We played.  The Mistress has not been feeling so well, so Master and I have been on our own quite a bit.  I miss my time with her, but I am content in my place.  I know that I do not decide when it is her pleasure to use me.  So, my Master and I played.  But I was not myself.  I was selfish.  Disobedient.  I was ungrateful and I played a dangerous game.  I lost.  Some tops that I have been with have enjoyed the "I am going to tell you you can't come, but then I am going to make you come anyway so that you will be in trouble game."  I thought, mistakenly, that my Master was playing that game the other night.

He was not.  It turns out that he really is vested in his slave controlling her responses.  He wants to control everything between them.  And he has made it clear that he will.  After coming three times without his permission, feeling the slap of his hand across my cheek and hearing him say that I would spend two hours with his belt, I found myself, once again, face down on my bed.

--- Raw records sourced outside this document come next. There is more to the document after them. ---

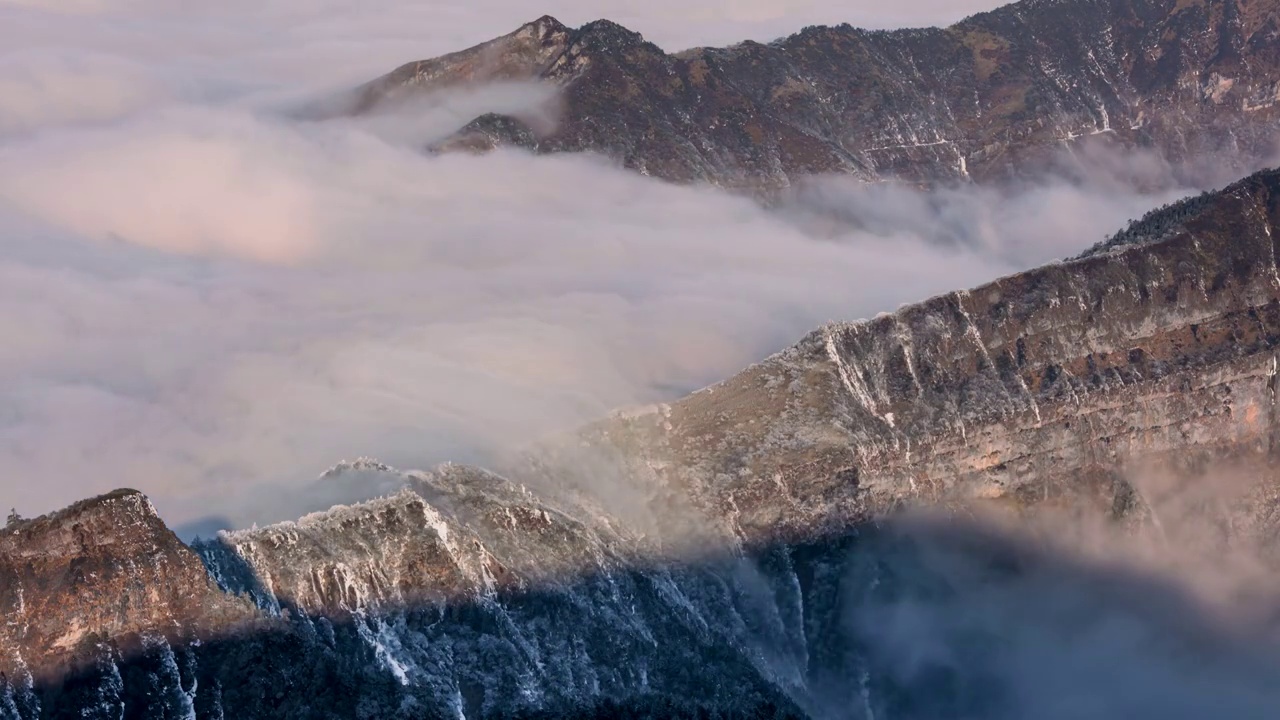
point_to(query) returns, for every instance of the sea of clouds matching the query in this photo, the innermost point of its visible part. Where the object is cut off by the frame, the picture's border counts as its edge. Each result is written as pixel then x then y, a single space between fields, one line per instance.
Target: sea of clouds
pixel 201 296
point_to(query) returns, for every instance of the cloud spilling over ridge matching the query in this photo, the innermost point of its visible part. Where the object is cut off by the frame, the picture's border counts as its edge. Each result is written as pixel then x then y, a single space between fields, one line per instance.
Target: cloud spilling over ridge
pixel 1075 616
pixel 201 296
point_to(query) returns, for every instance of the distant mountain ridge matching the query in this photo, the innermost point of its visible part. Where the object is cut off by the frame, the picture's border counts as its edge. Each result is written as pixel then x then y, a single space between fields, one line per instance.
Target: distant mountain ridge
pixel 479 593
pixel 988 99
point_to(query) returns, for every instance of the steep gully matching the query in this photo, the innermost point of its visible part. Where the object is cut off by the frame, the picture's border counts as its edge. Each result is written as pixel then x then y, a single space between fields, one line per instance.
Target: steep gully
pixel 744 540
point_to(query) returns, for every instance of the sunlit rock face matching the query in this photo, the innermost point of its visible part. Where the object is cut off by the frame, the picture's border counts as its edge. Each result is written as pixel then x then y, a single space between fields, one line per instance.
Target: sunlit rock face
pixel 988 99
pixel 734 551
pixel 106 569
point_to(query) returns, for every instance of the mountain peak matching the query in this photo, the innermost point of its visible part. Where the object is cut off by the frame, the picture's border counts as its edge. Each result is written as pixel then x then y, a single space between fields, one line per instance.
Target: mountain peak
pixel 55 572
pixel 992 99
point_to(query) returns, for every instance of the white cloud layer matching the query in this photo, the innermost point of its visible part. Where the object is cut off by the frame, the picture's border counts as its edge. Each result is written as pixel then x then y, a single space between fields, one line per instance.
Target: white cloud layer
pixel 199 296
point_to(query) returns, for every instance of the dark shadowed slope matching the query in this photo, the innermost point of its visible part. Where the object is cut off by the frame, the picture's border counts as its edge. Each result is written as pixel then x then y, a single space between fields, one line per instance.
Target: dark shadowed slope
pixel 988 99
pixel 662 552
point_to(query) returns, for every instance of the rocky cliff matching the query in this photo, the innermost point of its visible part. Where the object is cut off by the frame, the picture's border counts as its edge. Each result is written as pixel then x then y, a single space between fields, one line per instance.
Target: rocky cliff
pixel 704 555
pixel 106 570
pixel 987 99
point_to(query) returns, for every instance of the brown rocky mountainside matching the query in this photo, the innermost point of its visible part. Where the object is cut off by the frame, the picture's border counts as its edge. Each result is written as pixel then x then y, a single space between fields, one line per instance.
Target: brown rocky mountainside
pixel 1048 386
pixel 105 569
pixel 988 99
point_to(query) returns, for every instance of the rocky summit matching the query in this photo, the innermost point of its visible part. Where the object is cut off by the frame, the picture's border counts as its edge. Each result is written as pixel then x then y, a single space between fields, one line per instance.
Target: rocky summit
pixel 703 557
pixel 993 98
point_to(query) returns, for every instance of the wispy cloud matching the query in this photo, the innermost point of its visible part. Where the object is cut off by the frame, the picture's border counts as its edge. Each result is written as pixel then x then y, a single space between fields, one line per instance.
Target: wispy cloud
pixel 200 295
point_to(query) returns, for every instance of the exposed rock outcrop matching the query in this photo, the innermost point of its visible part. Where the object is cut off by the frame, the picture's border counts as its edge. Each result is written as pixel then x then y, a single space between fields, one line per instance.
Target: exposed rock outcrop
pixel 728 536
pixel 103 570
pixel 988 99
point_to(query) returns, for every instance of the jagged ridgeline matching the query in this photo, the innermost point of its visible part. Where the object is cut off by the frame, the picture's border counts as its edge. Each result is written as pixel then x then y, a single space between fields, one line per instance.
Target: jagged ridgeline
pixel 772 577
pixel 992 99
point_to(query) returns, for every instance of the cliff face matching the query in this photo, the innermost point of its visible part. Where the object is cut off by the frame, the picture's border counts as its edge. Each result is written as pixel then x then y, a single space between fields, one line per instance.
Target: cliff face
pixel 987 99
pixel 104 570
pixel 1043 386
pixel 728 532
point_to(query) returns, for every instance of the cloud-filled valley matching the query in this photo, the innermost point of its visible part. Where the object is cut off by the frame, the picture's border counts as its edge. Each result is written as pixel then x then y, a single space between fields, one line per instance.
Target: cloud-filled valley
pixel 202 297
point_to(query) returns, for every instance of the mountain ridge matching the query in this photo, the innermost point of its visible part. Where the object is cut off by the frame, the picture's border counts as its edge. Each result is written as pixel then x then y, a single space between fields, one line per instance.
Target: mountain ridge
pixel 1006 393
pixel 990 99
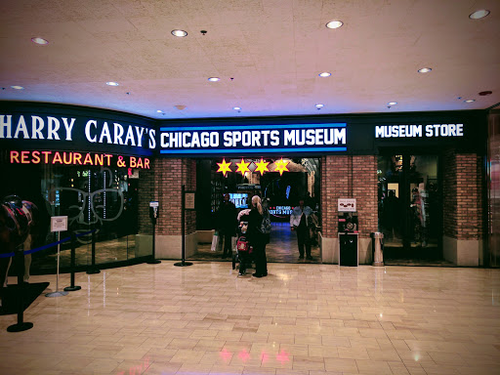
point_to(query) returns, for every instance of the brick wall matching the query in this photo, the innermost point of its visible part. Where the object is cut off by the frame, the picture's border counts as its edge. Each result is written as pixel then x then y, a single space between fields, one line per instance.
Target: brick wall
pixel 462 196
pixel 164 184
pixel 349 177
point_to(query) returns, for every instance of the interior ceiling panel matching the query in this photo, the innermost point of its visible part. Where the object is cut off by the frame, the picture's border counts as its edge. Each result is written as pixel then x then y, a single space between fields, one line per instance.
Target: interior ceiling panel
pixel 267 53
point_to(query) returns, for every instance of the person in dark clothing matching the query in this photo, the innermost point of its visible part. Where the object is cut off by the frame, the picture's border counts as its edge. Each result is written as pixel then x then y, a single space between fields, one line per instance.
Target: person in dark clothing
pixel 227 224
pixel 299 222
pixel 258 240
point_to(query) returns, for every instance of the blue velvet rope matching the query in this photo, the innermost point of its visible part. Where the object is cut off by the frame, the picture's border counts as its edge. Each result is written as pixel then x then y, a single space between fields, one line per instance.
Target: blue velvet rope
pixel 8 255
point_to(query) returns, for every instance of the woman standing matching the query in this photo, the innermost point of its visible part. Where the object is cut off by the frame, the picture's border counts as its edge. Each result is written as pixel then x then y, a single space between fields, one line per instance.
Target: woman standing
pixel 258 240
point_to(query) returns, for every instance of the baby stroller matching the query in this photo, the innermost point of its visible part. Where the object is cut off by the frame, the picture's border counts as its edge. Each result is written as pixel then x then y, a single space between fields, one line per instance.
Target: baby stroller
pixel 242 258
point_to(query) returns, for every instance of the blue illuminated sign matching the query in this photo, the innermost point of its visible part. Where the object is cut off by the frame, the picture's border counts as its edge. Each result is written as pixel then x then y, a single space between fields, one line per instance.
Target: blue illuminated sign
pixel 294 138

But there would be no sweet, "You're my good girl" words whispered in my ear as he kissed my back.  There would only be his belt--and occasionally other impliments, but of course, the belt is the worst.  It carries the disobedient child connotation--the displeasure of one's superiors.  He even told me that, if I act like a child, he will treat me like one.  And he did.  He whipped me with it--both ends.  The buckle was a deep, bruising pain.  The leather carried more sting.  He concentrated on my ass--from the tops of my thighs to the tops of my cheeks.  He did not beat my back or my lower thighs.  He did not turn me over and take the belt to my front side.  He placed all the pain where he wanted it.  A reminder, for as long as it lasts, that bad little girls get their asses whipped with the belt.

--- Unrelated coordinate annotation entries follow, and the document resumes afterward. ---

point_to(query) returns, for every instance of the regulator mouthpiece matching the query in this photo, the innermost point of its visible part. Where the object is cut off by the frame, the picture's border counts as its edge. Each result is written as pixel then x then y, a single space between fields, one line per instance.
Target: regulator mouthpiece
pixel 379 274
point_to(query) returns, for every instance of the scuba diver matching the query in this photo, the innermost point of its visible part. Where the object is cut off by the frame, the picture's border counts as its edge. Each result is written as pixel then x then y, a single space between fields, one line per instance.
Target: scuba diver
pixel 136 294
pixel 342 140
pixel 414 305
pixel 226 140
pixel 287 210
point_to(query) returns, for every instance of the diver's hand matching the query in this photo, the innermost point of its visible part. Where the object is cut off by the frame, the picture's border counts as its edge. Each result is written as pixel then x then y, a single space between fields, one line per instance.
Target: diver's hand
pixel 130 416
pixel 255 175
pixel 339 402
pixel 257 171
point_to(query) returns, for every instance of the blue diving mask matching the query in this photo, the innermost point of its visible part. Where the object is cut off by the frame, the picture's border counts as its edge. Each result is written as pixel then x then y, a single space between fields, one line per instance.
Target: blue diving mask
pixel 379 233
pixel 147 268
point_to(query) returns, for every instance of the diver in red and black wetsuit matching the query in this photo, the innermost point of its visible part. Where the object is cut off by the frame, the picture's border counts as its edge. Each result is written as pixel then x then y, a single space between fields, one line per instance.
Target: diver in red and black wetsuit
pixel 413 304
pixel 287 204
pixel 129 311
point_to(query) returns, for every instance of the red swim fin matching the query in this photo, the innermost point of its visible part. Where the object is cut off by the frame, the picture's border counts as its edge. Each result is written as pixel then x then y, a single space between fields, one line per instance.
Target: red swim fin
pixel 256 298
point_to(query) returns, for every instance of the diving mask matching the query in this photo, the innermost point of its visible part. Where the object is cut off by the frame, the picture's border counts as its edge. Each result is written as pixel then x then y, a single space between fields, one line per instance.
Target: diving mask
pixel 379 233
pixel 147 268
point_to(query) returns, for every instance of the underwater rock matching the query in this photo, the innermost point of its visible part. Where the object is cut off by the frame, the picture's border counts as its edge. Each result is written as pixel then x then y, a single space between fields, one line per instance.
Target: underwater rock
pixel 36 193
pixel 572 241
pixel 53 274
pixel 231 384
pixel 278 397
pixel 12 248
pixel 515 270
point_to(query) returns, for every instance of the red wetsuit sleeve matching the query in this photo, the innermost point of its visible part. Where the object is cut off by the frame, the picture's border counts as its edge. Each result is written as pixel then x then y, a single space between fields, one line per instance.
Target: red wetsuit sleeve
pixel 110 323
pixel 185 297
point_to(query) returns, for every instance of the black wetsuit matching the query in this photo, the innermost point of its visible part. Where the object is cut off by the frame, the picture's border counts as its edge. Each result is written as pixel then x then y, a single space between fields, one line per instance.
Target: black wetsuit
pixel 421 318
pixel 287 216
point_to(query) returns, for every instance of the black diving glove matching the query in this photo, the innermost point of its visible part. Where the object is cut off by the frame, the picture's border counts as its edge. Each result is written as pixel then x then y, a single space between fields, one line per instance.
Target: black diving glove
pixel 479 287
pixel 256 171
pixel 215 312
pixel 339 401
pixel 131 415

I cried after--I don't cry from pain, usually.  I uttered the safeword in the middle.  I couldn't take an hour.  And while he honored it, stopping to hold me and stroke me, he made it clear that he would, eventually, extract the rest of my two hours.  I lay there, trembling with need and pain--physical, yes--but emotional pain.  It was the first time I think he has really been mad at me.  I felt it to my core.  I did not enjoy a single blow.  I felt the stark contrast between the night before--his pleasure and pride in his good little slut vs. his anger and disappointment in this ungrateful, selfish, disobedient child he found himself saddled with.  I wanted the first back.

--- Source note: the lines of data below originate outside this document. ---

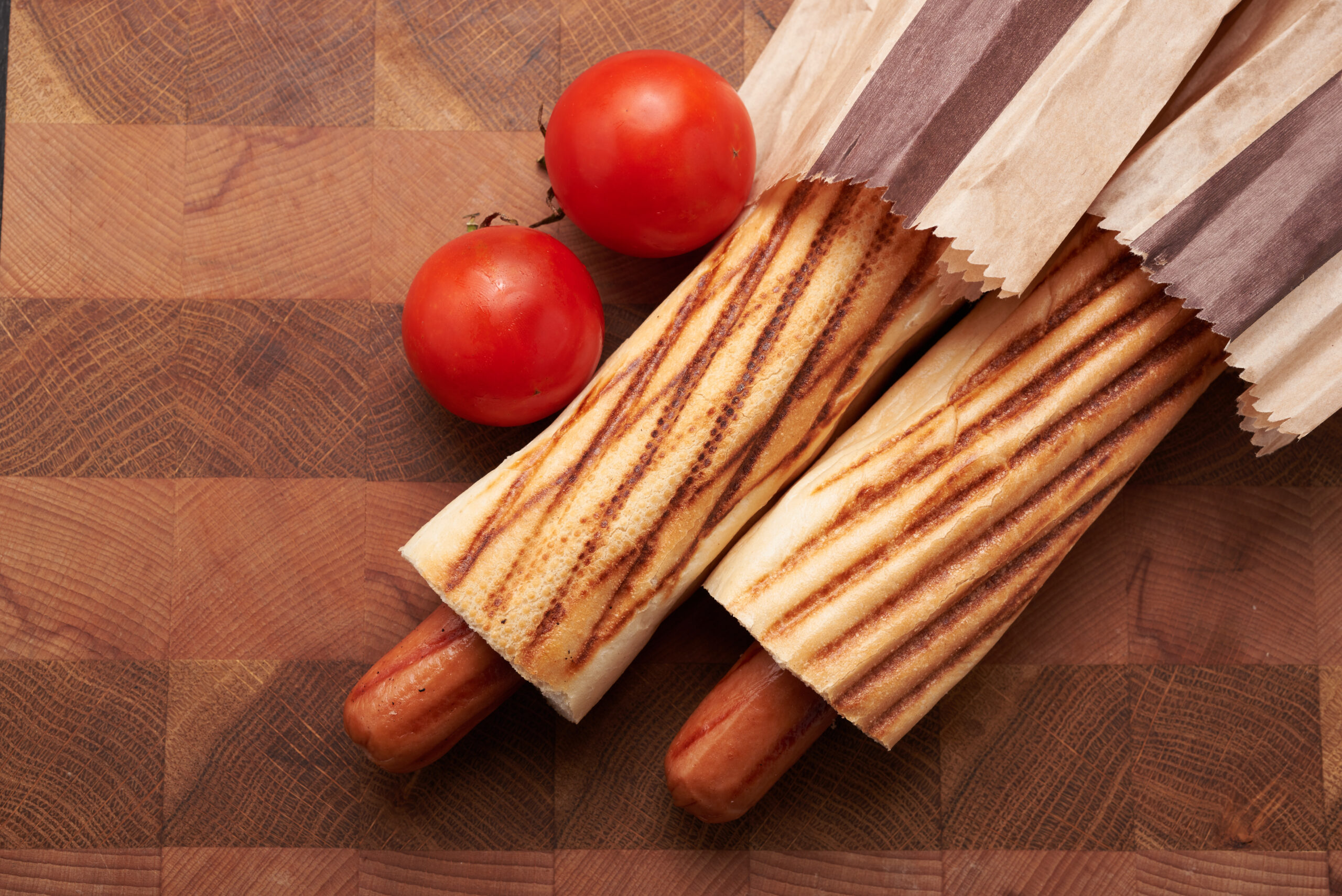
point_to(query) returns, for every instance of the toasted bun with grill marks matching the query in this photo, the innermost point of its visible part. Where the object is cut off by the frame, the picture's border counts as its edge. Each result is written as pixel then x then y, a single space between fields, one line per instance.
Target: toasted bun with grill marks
pixel 568 556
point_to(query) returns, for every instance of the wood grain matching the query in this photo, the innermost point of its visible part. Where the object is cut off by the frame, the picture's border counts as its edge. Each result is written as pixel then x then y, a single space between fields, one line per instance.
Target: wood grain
pixel 257 872
pixel 86 388
pixel 396 597
pixel 1326 515
pixel 1219 576
pixel 278 212
pixel 1227 758
pixel 273 388
pixel 712 31
pixel 281 63
pixel 493 792
pixel 610 784
pixel 466 66
pixel 457 873
pixel 850 793
pixel 1038 758
pixel 1208 448
pixel 92 62
pixel 602 872
pixel 75 872
pixel 843 873
pixel 425 183
pixel 82 745
pixel 1227 873
pixel 269 569
pixel 85 569
pixel 700 631
pixel 410 435
pixel 101 207
pixel 991 872
pixel 1330 726
pixel 257 755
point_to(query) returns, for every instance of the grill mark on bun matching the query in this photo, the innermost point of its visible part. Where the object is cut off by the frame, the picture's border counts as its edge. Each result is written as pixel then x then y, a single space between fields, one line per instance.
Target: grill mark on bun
pixel 689 379
pixel 745 457
pixel 610 621
pixel 1044 553
pixel 871 499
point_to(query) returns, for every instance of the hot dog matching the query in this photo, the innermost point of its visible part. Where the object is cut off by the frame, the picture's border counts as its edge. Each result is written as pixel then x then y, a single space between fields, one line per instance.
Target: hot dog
pixel 892 568
pixel 742 737
pixel 427 693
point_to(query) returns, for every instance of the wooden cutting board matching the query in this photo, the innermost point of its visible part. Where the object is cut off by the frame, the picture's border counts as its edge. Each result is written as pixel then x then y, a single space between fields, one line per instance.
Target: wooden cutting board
pixel 211 447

And the way to get it?  "Finish it, please, Master."  I begged for the rest of the first hour--he had decided earlier that the second hour would come a few days later.  I begged for him to do it because I knew that I needed it.  It needed to be punishing.  It needed to be brutal and cruel, because I am not the submissive I can be without it.  We both knew it.  He agreed, finishing the second hour as I lay there accepting each blow.

I cried and cried, years of emotion and pain released in a single instance.  Freedom and a sense of the spiritual--he became my God in those moments--overtook me. I felt whole.  At peace with my place in life.  And, finally, content to be a submissive.  Content to honor my true nature and to accept the path that I have been given.  I was born to suffer and it is in this suffering that I find peace, joy.

He held me as I cried, telling me it would be O.K.   But he did not say that my punishment was over.  He did not relent.  He said I would be better after I suffered the second hour.

And I knew he was right.

We talked, about other things.  Life in general.  Then, he decided, like he likes to do, to give me a choice:  In exchange for the second hour, I could choose to wear a pair of vicious nipple clamps to sleep in.  I would wear them until he and Mistress woke  up the next morning.  I agreed, knowing it would be terrible torture but not less than what I deserved.

After I chose, he placed the clamps on me and, it seems, enjoyed the torture he inflicted.  He decided to fuck me then.  My sore ass pressed into the bed, the clamps on my nipples he mounted me.  Thrust hard into me, making me want to cry and scream.  And come.  He let me, his little slut allowed to come.  And I did.  Over and over.  Before he did, though, he decided to test my submission in one more way.  He kept me on my back as he fucked my ass.  Hard.  I came from that too.  Then he left me to sleep.

I knew pain then.  Real pain.  Not the whippings/beatings I have had before.  But pain.  Emotional and physical pain.  But I also knew submission.  A space in my head that is the most beautiful, free place on earth.  Echos of my troubles do not reach there--I am alone and left with the joy of offering myself to them.  I am placed carefully in a position where I am free of desires and wants and free of the burden of unfulfilled wants and desires.  I don't want to go back there from time to time.  I want to go there to stay.

And, even today, I am reminded of the pain.  My Master has decreed that I am not to sit on anything softer than the floor or the wooden slatted chair he gives me.  For the next week, I will feel the reminder.  And I will learn control.

When we played last night, I didn't come without permission.  I held back, obeying him as I should.  And I felt free again.